ECE2017 Eposter Presentations: Adrenal and Neuroendocrine Tumours Clinical case reports - Pituitary/Adrenal (32 abstracts)
Hospital Universitario de Basurto, Bilbao, Vizcaya, Spain.
Secondary endocrine hypertension affects around 10% of all hypertensive population, most frequently primary aldosteronism (PA). Less frequent forms of adrenal hypertension include pheochromocytomas and other causes of mineralocorticoid excess than PA, featuring suppressed renin without excess of aldosterone. Featuring. We present a 29-year-old woman with difficult to control hypertension diagnosed two years before and poor response to ACEI and ARA II treatment. She was referred for study and treatment. She had a normal appearance, without Cushings stigmata, overweight nor clinical suspect of pheochromocytomas. She had not noticed hirsutism and maintained regular menstrual cycles. Biochemical study was normal except for slightly lower potassium (3.48 mmol/l). Hormonal study showed suppressed renin activity (<0.2 ng/ml per h), with normal to low aldosterone (7.3 ng/dl), normal urinary metanephrines and normal plasma ACTH (34.5 pg/ml). Abdominal CT revealed a well-defined heterogeneous and much vascularized right adrenal mass of 6 cm in diameter. Deoxycorticosterone (DOC) measured in previous stored sample was 237.9 ng/dl (normal < 15 ng/dl) with normal deoxycortisol (4.5 ng/ml; NV < 7.2), testosterone, DHEAs and plasmatic and urinary cortisol. Open right adrenalectomy was performed due to the size and suspicion of malignancy. On light microscopic examination, the tumour was an adenoma of 6.5 cm not encapsulated, composed of cells with clear and eosinophilic cytoplasm and large nuclei without mitosis nor necrosis. Weisss criteria classified it as adrenocortical adenoma. Postoperatively, DOC level fell to 7.1 ng/dl and blood pressure and potassium normalized.

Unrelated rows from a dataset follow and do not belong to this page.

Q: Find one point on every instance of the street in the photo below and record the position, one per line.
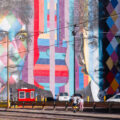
(21, 115)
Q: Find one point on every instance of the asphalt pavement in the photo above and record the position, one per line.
(65, 113)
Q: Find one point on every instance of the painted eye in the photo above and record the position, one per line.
(2, 35)
(21, 36)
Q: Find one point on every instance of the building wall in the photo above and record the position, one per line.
(49, 61)
(41, 46)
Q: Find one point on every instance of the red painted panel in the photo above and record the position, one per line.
(41, 72)
(61, 73)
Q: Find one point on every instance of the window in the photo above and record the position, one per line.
(32, 94)
(22, 94)
(27, 94)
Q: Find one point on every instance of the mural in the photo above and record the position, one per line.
(54, 55)
(38, 47)
(111, 46)
(14, 39)
(98, 60)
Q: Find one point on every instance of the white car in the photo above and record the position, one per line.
(115, 98)
(63, 97)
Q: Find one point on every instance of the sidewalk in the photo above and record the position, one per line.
(65, 113)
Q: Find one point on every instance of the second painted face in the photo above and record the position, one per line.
(12, 34)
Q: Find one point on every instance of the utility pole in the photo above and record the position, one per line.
(7, 71)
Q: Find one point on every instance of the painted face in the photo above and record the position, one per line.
(13, 34)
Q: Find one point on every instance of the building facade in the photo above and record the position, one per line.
(37, 46)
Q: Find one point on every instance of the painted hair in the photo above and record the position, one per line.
(22, 8)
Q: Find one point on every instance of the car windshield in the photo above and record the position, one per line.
(63, 94)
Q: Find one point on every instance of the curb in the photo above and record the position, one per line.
(65, 113)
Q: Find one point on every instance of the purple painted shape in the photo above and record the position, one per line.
(42, 79)
(60, 49)
(110, 8)
(62, 89)
(110, 35)
(61, 79)
(25, 71)
(43, 48)
(114, 70)
(76, 75)
(1, 81)
(61, 21)
(114, 56)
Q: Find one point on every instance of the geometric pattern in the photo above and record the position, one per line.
(113, 74)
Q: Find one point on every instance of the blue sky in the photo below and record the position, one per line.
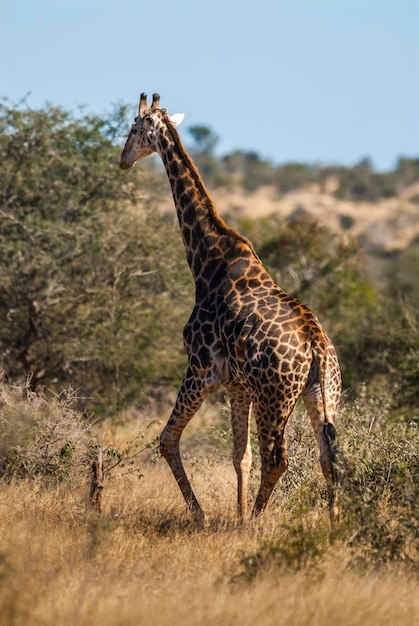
(295, 80)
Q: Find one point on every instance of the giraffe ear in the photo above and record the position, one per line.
(177, 118)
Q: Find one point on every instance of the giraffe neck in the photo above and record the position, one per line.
(204, 233)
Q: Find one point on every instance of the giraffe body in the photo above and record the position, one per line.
(265, 347)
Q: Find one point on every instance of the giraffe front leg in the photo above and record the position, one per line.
(242, 452)
(271, 422)
(190, 397)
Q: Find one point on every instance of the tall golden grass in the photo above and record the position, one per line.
(142, 561)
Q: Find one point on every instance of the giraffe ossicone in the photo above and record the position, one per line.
(265, 347)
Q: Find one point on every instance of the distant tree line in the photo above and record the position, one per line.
(249, 170)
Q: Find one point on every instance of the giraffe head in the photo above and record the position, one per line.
(146, 131)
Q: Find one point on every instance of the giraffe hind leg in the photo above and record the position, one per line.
(325, 432)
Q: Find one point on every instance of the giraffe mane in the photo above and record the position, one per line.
(217, 219)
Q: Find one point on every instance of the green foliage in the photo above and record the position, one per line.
(381, 478)
(86, 286)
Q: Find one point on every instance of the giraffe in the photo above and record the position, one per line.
(245, 333)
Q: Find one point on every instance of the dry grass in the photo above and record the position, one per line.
(143, 562)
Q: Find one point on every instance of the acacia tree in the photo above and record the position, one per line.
(82, 278)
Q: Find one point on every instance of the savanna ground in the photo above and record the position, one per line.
(141, 560)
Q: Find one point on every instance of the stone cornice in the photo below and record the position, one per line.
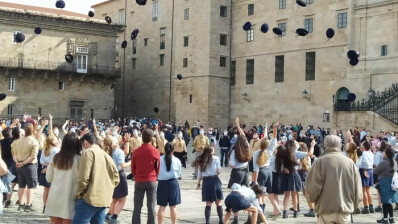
(59, 23)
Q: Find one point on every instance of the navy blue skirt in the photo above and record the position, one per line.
(265, 178)
(292, 182)
(168, 193)
(211, 189)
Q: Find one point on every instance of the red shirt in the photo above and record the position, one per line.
(145, 163)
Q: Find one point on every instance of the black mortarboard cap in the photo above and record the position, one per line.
(37, 30)
(330, 33)
(247, 26)
(264, 28)
(60, 4)
(302, 32)
(19, 37)
(277, 31)
(134, 34)
(2, 96)
(124, 44)
(69, 58)
(108, 19)
(301, 3)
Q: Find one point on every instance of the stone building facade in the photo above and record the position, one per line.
(257, 76)
(35, 74)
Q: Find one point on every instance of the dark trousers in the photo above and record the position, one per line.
(139, 191)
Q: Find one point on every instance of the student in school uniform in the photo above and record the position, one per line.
(168, 191)
(209, 167)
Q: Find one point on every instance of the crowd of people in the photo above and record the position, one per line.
(82, 169)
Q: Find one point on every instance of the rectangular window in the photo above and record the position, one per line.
(383, 50)
(186, 39)
(223, 39)
(308, 25)
(250, 35)
(186, 14)
(282, 4)
(249, 71)
(11, 84)
(82, 63)
(342, 20)
(162, 38)
(250, 9)
(154, 11)
(279, 68)
(10, 110)
(185, 62)
(61, 86)
(223, 61)
(76, 110)
(161, 60)
(121, 17)
(310, 66)
(223, 11)
(282, 26)
(233, 71)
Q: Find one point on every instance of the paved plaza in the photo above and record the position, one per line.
(191, 209)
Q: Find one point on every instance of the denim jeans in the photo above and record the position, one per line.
(86, 213)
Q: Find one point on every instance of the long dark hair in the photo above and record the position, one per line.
(205, 159)
(168, 149)
(71, 146)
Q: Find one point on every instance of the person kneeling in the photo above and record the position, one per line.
(246, 199)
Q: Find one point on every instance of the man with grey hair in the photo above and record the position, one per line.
(334, 184)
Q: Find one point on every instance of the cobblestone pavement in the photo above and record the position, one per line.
(191, 209)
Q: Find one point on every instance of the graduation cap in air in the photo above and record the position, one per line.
(247, 26)
(69, 58)
(2, 96)
(264, 28)
(277, 31)
(301, 3)
(330, 33)
(302, 32)
(134, 34)
(37, 30)
(141, 2)
(124, 44)
(60, 4)
(19, 37)
(108, 19)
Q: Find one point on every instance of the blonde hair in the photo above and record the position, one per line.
(304, 162)
(262, 155)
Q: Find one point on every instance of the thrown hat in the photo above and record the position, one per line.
(108, 19)
(264, 28)
(19, 37)
(37, 30)
(2, 96)
(69, 58)
(302, 32)
(277, 31)
(60, 4)
(330, 33)
(134, 34)
(301, 3)
(124, 44)
(247, 26)
(141, 2)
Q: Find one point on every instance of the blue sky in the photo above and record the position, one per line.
(79, 6)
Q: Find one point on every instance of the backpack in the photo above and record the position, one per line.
(394, 183)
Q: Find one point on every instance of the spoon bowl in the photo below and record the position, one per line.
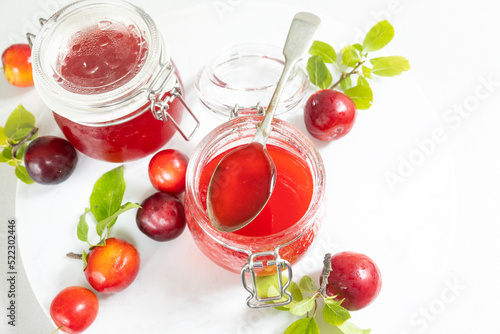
(243, 181)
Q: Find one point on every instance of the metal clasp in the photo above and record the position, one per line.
(30, 37)
(160, 106)
(237, 110)
(255, 300)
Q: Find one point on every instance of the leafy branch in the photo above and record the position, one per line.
(305, 302)
(15, 136)
(105, 205)
(349, 61)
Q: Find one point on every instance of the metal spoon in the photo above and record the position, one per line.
(244, 179)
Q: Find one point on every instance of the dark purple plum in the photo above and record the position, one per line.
(50, 160)
(161, 217)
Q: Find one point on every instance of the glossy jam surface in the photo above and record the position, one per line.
(290, 198)
(240, 187)
(101, 58)
(98, 59)
(276, 226)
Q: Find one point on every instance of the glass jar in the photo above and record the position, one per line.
(242, 78)
(261, 254)
(104, 70)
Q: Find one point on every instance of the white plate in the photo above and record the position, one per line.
(406, 230)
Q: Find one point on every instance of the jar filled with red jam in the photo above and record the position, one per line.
(105, 71)
(285, 228)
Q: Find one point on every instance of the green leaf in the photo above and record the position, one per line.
(350, 56)
(3, 138)
(22, 174)
(319, 74)
(303, 306)
(358, 47)
(307, 285)
(82, 230)
(294, 289)
(367, 72)
(378, 36)
(324, 50)
(107, 195)
(84, 259)
(362, 96)
(346, 83)
(21, 133)
(6, 154)
(20, 118)
(362, 81)
(21, 150)
(335, 314)
(389, 66)
(303, 326)
(349, 328)
(108, 222)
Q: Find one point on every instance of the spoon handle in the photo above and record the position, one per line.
(299, 40)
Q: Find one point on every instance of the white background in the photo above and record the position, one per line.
(440, 261)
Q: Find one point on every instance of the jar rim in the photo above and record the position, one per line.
(236, 241)
(244, 76)
(108, 105)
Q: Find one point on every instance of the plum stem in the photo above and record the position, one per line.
(327, 269)
(21, 143)
(346, 75)
(74, 256)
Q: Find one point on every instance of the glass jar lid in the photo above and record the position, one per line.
(242, 78)
(88, 27)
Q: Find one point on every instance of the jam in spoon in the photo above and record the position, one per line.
(244, 179)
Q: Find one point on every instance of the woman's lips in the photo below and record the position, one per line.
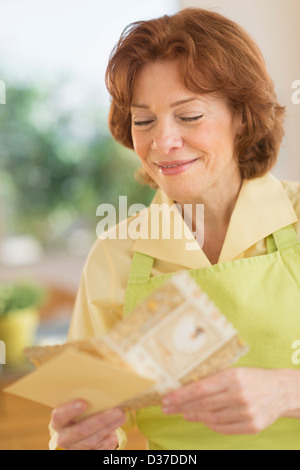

Conclusion: DOCA-producing adrenal neoplasm are exceptionally reported, and they are usually malignant tumours. They should be suspected in the presence of adrenal tumours with supressed renin but inappropriate low aldosterone, not suggesting PA. Early diagnosis can be very important because malignancy is the rule in this peculiar pathology.